The results of the audience poll for the request part of the “Narimichi Kawabata Fan Club Special Concert” in Tokyo on 29 November 2007. In groups B and C, Sarasate’s Zigeunerweisen and Bach’s Chaconne from the Partita in d minor were clear favourites (81 and 100 votes respectively). Paganini’s La Campanella (20 votes) led the field in group A. Kawabata obligingly played several more group A pieces than the ones marked with stars.

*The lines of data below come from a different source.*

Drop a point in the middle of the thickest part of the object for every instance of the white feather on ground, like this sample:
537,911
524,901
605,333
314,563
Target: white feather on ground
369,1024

Several violinists of Japan have birthdays this month, including Etô Toshiya 江藤俊哉 (1927-2008) and Hirose Etsuko 広瀬悦子 (b. 1941) on 9/XI, Kubo Yôko 久保陽子 (b. 1943) on 12/XI, Yasunaga Tôru 安永徹 (b. 1951) on 14/XI, Tokunaga Tsugio 徳永二男 (b. 1946) on 20/XI and Kawabata Narimichi 川畠成道(b. 1971) on 21/XI. Tokunaga shares his birthday with Ignaz Schuppanzigh (1776-1830), whose string quartet introduced Beethoven’s and Schubert’s works to Viennese audiences.
The Japanese violinists named here are treated in Not by Love Alone. Another “birthday violinist” mentioned in Not by Love Alone is Arabella Miho Steinbacher アラベラ・美歩・スタインバッハー (14/XI/ 1981), in my discussion of the question, who is a “Japanese violinist.” Born in Munich to a Japanese mother and a German father and raised in Germany, she impressed her interviewer with her fluent Japanese during a tour to Japan in 2010.